Responding to Biden’s caution against a revolution, he said, “It is not good enough not to be understanding how we got here and where we want to go into the future.”

“God willing, this crisis is going to end,” Sanders continued. “And we’re going to have to develop an economy in which half of our people are not living paycheck to paycheck and struggling to put food on the table.”

Biden scoffed at Sanders’s suggestion that Medicare for All would have made the nation better able to handle a pandemic, because people would not hesitate to go to the doctor out of fear that they would not be able to pay for treatment. “With all due respect for Medicare for All, you have a single-payer system in Italy. It doesn’t work there,” Biden said. “It has nothing to do with Medicare for All. That would not solve the problem at all.”

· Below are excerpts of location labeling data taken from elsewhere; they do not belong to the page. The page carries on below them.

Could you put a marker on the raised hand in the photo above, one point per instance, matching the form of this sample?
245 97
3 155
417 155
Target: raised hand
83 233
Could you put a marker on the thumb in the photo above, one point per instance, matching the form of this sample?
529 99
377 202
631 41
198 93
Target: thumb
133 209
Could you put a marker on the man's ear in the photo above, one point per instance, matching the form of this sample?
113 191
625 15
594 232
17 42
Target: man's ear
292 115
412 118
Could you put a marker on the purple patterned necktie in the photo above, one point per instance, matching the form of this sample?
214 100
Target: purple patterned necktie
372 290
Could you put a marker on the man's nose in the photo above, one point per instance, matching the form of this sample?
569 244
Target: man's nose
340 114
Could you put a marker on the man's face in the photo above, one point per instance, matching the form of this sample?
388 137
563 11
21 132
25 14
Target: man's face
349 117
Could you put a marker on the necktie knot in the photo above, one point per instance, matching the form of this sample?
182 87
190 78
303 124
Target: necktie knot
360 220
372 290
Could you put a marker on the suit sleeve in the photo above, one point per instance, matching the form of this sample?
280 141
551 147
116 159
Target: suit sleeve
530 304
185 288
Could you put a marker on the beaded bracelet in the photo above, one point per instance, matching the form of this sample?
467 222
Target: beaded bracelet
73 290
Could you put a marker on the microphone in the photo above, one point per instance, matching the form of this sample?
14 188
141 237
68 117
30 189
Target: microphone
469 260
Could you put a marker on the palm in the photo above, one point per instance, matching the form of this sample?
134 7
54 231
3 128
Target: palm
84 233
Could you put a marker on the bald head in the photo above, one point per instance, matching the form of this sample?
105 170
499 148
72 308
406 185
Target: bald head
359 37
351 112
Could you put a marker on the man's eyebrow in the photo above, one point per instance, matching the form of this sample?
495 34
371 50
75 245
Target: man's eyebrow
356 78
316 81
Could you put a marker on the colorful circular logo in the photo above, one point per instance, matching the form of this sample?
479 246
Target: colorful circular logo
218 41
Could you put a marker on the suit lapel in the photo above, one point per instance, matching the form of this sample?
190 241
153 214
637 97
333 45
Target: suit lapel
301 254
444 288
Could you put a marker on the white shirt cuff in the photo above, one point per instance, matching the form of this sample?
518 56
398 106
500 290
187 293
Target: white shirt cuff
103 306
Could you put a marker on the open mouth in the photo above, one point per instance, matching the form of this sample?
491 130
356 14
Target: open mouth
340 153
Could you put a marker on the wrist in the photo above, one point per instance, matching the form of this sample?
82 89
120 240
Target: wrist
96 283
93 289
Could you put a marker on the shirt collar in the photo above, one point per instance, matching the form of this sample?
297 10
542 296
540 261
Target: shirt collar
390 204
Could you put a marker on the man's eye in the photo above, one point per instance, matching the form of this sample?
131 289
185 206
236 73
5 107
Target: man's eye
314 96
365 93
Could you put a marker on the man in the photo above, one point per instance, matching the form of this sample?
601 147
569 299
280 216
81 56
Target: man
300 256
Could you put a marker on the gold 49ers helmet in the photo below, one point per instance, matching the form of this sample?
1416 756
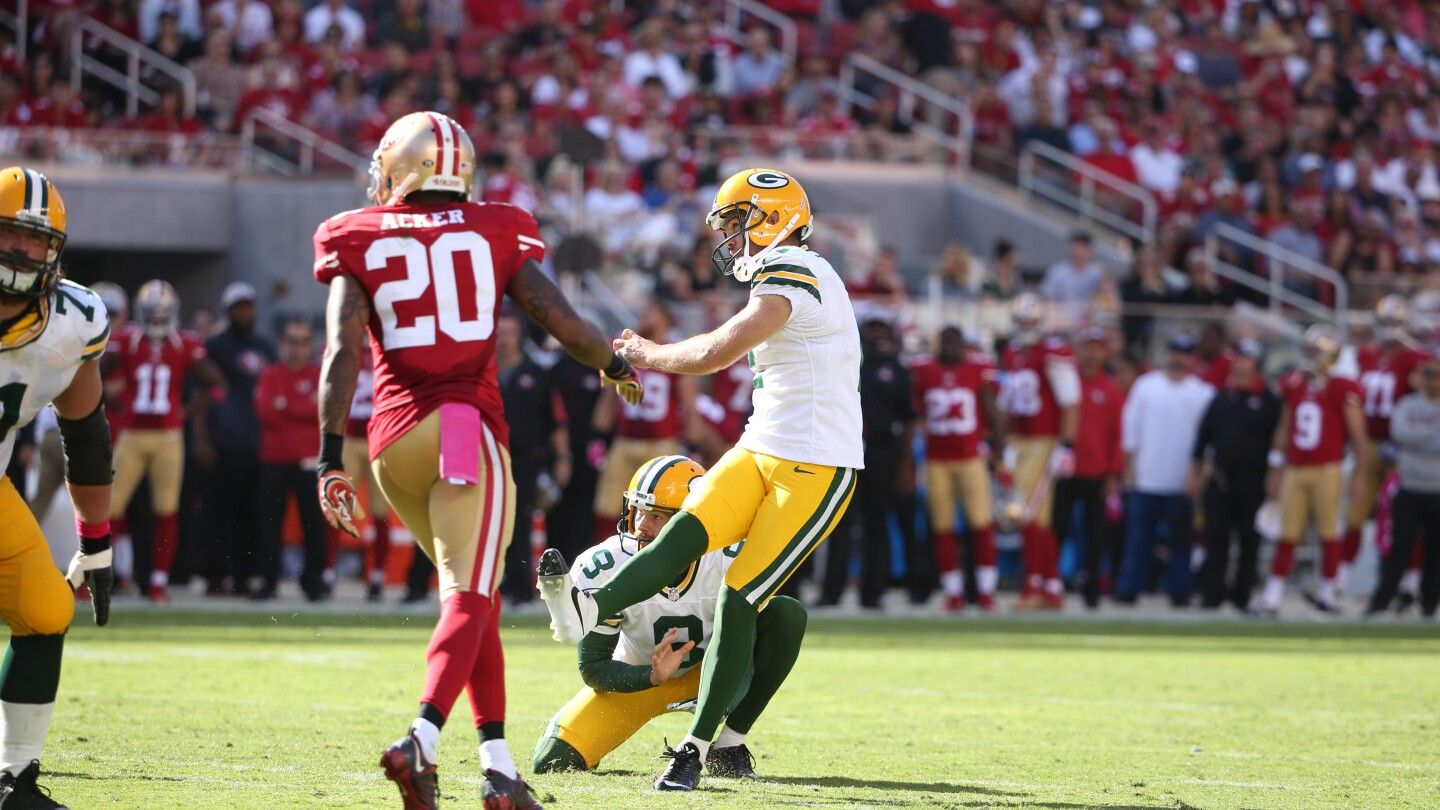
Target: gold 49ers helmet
763 206
157 309
422 152
30 206
660 484
1393 316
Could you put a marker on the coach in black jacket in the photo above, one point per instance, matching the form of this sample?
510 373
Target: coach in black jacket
1233 440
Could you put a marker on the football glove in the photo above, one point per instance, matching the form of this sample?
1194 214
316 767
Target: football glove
94 571
627 384
339 500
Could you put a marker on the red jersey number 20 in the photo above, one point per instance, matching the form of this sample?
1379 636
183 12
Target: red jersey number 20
426 267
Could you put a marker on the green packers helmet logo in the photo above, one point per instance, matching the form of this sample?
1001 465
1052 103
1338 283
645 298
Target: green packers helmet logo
768 180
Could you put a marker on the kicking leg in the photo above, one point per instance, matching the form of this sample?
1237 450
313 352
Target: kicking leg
778 634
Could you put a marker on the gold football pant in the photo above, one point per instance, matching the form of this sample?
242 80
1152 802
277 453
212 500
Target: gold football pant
464 529
781 509
598 722
948 483
1031 484
35 598
1309 493
160 454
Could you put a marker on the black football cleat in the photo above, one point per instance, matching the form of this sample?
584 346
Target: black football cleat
504 793
405 766
683 771
730 763
25 793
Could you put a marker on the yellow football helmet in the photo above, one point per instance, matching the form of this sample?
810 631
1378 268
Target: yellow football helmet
660 484
157 309
30 203
422 152
765 206
1393 316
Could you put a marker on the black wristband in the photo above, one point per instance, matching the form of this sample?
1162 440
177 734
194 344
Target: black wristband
618 368
331 453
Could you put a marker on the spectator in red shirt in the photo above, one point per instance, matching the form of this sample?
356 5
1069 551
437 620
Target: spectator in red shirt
1099 463
287 407
61 107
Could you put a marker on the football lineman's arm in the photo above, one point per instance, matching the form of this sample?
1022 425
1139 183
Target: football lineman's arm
87 448
713 350
346 316
85 441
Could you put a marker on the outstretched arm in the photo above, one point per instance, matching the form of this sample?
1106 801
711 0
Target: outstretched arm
536 296
346 316
713 350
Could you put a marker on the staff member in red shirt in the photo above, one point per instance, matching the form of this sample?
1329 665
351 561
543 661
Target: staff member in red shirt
1099 460
287 405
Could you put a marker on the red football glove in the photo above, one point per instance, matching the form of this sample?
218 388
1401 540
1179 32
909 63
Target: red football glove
339 500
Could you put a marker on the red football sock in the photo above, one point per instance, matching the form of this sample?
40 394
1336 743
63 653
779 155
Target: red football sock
1283 558
1351 549
1329 558
167 528
946 552
1033 554
487 678
984 541
454 649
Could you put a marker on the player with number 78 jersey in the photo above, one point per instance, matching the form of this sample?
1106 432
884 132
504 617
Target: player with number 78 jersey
422 273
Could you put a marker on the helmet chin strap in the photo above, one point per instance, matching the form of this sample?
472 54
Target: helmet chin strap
746 265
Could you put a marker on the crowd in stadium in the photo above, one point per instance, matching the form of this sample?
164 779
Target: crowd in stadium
1309 123
1057 446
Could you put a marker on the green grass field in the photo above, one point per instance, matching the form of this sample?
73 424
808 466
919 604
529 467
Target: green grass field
187 711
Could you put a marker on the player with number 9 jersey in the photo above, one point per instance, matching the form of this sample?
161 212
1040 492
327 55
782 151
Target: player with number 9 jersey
1316 405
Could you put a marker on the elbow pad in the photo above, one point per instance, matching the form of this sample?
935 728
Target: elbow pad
87 450
1064 381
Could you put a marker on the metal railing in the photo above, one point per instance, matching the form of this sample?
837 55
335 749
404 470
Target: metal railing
274 143
1083 189
137 59
1282 263
736 13
909 91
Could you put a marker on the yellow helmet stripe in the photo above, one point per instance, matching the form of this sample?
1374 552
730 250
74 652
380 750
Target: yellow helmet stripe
655 469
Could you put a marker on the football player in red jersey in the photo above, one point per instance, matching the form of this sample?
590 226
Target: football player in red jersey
955 397
151 359
1319 412
424 271
1387 369
653 428
1040 392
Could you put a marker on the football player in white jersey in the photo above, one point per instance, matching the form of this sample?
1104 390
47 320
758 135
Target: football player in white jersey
789 479
644 662
52 335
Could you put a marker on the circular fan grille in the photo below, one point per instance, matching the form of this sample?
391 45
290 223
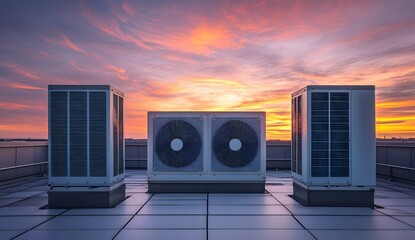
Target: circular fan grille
235 131
172 132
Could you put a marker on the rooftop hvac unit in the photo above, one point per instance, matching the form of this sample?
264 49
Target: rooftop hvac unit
206 151
333 145
86 146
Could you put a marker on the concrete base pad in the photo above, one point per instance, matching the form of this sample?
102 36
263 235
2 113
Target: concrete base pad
334 198
213 187
86 198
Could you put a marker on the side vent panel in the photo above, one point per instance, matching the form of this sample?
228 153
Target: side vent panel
97 134
59 133
78 134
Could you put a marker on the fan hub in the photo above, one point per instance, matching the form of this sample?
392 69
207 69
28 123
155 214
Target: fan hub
235 144
176 144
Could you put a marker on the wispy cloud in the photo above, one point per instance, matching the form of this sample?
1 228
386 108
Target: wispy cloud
65 42
207 55
121 73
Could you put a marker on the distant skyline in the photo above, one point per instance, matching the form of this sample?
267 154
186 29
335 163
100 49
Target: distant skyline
206 56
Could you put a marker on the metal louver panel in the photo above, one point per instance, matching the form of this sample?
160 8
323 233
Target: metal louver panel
293 135
299 136
115 124
121 135
59 133
78 133
339 134
97 134
320 134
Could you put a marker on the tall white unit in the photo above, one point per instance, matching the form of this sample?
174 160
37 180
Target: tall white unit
206 151
333 145
86 146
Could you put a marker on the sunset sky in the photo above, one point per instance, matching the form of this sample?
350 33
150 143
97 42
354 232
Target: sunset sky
205 55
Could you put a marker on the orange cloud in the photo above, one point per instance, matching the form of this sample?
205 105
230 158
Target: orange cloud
110 27
120 72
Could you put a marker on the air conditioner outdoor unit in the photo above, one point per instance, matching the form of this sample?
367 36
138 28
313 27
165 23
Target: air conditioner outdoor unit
206 151
86 146
333 145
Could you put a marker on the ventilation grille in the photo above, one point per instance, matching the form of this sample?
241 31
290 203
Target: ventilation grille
78 134
59 133
330 134
235 145
177 144
97 134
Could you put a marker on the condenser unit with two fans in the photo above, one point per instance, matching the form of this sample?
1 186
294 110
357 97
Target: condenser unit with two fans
206 151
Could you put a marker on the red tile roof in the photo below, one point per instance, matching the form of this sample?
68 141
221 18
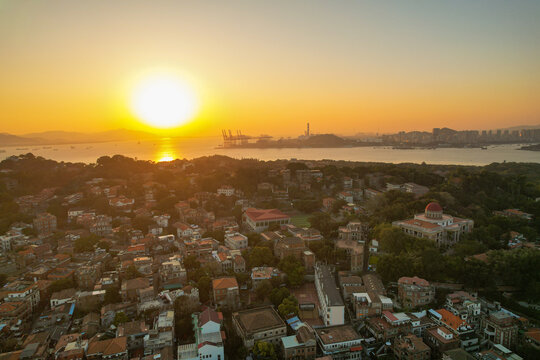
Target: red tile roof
265 214
451 320
224 283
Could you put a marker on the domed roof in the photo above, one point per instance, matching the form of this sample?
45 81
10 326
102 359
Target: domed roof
433 207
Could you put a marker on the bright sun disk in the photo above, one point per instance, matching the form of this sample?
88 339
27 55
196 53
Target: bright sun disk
164 101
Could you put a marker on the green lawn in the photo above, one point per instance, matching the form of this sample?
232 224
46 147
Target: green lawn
300 221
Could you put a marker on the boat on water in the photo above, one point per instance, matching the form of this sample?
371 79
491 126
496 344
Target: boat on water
403 147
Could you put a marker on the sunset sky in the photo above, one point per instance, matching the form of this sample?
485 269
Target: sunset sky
270 67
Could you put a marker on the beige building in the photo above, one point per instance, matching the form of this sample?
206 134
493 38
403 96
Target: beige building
260 324
435 225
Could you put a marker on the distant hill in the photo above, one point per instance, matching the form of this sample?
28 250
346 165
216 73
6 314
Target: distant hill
66 137
325 140
522 127
14 140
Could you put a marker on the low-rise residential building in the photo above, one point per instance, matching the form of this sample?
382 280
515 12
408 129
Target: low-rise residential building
414 292
208 335
111 349
331 306
302 345
498 352
172 270
500 327
259 324
355 231
21 291
133 289
226 292
63 297
339 342
134 331
469 341
465 305
355 253
226 190
45 224
259 220
370 304
162 335
411 347
442 228
236 241
259 274
389 325
440 340
289 246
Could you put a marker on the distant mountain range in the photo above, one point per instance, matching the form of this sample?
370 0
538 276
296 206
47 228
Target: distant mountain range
66 137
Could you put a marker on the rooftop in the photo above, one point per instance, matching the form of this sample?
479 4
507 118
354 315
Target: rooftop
224 283
255 320
329 286
265 214
337 334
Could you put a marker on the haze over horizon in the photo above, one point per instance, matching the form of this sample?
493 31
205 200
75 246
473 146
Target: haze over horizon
346 68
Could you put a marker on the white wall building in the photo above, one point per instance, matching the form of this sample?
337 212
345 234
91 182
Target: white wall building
332 308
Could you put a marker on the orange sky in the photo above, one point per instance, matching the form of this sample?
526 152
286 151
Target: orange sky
271 67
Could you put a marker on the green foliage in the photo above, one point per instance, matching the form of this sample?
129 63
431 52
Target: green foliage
102 244
204 285
142 223
86 244
264 350
263 289
278 294
288 307
260 256
3 279
112 296
324 223
183 308
63 284
191 263
132 273
120 318
294 269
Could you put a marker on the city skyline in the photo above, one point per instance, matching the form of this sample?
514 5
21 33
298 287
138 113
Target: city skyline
355 67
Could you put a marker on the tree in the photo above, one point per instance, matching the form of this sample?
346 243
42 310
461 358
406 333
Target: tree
288 307
264 350
132 273
294 269
62 284
102 244
191 263
263 290
183 308
85 244
204 285
278 294
112 296
120 318
261 256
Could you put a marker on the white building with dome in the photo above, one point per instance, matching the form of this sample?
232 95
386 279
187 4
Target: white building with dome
435 225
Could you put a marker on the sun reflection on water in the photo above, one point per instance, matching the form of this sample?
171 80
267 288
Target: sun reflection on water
166 151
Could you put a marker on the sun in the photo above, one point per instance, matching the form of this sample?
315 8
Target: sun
164 101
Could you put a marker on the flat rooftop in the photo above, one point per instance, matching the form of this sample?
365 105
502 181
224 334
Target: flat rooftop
259 319
337 334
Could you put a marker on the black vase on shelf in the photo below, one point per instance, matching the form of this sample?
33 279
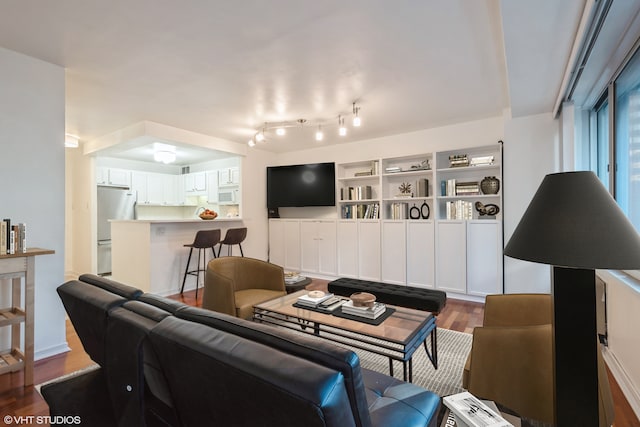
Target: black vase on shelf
490 185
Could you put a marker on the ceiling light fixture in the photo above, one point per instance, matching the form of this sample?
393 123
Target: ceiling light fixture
164 153
280 128
71 141
342 130
356 117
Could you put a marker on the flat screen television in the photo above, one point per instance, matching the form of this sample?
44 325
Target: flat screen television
301 185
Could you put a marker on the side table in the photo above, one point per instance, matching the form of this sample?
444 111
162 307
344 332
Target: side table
14 267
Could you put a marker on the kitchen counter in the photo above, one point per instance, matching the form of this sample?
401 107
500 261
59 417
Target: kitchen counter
150 254
181 221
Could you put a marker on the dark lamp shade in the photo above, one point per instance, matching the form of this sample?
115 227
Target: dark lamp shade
572 221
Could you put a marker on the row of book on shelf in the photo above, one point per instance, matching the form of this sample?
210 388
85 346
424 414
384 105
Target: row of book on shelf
453 187
459 209
329 302
361 211
13 237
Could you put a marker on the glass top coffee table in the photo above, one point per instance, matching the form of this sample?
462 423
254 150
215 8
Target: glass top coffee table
397 337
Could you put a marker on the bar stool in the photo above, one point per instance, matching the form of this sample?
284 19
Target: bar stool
233 236
204 239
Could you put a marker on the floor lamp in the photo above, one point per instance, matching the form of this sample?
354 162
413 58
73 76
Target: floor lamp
573 224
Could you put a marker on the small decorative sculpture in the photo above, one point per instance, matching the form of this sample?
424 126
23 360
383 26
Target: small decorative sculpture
489 209
405 188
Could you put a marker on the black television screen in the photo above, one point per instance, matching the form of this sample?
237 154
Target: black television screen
301 185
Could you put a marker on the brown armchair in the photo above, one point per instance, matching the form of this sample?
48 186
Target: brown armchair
233 285
511 359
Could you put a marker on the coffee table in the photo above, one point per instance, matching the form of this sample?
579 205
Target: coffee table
397 337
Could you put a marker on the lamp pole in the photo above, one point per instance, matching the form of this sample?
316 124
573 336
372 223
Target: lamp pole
575 347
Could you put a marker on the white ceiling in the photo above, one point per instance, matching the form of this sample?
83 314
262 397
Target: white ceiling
223 68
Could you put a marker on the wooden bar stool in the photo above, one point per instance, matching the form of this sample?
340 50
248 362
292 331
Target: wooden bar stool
204 239
233 236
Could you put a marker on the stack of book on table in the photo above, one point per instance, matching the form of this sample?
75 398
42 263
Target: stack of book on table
469 411
327 302
372 312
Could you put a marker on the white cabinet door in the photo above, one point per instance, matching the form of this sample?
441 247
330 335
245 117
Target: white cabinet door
276 242
195 183
369 250
420 254
451 256
139 185
170 193
284 243
484 257
155 191
292 245
394 252
327 247
347 247
119 177
318 246
212 187
309 246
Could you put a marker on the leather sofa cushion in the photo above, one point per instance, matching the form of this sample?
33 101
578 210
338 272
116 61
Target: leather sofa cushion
279 389
402 296
117 288
162 303
396 403
134 375
87 307
309 348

The two men bickered bitterly at times, dashing the hopes of some Democratic leaders that Biden’s lead and the coronavirus crisis would prompt Sanders to hold back in a spirit of unity. Sanders unloaded on Biden’s record in the Senate, bringing up his votes on bankruptcy bills and his comments years ago suggesting that he supported cuts to Social Security and Medicare. Biden occasionally struggled to respond, and an exasperated Sanders implored viewers to go to “the YouTube” to fact-check his rival’s memory.

Biden tried repeatedly to steer the conversation away from policy nitty-gritty. “This is a national crisis. I don’t want to get into a back-and-forth in terms of our politics here,” he said.

He wanted to look beyond Sanders, to project a presidential image and turn to the coming campaign against Trump. To that end, he called for the president to mobilize the military to aid in the domestic response to the coronavirus, and he later pledged to nominate a woman as his vice president.

Yet the big question hanging over Biden and Sanders tonight was: Will an unprecedented public-health crisis make voters more or less resistant to systemic change?

It’s a debate Biden has been winning handily of late, as the initial weeks of the COVID-19 outbreak have coincided with his racking up a significant, potentially insurmountable delegate lead over Sanders. The former vice president had a breakout night on Super Tuesday and coasted to double-digit wins over the Vermont senator last week in Michigan, Missouri, and Mississippi. Biden is heavily favored in the three delegate-rich states that vote on Tuesday: Florida, Ohio, and Illinois.

Sanders tonight made clear that he would not go quietly, that he would make at least one more aggressive push against Biden and for his much more transformative progressive agenda. He succeeded at many points tonight, just as he did in 2016 and for the past year across the country. But it might not be enough.

Russell Berman is a staff writer at The Atlantic.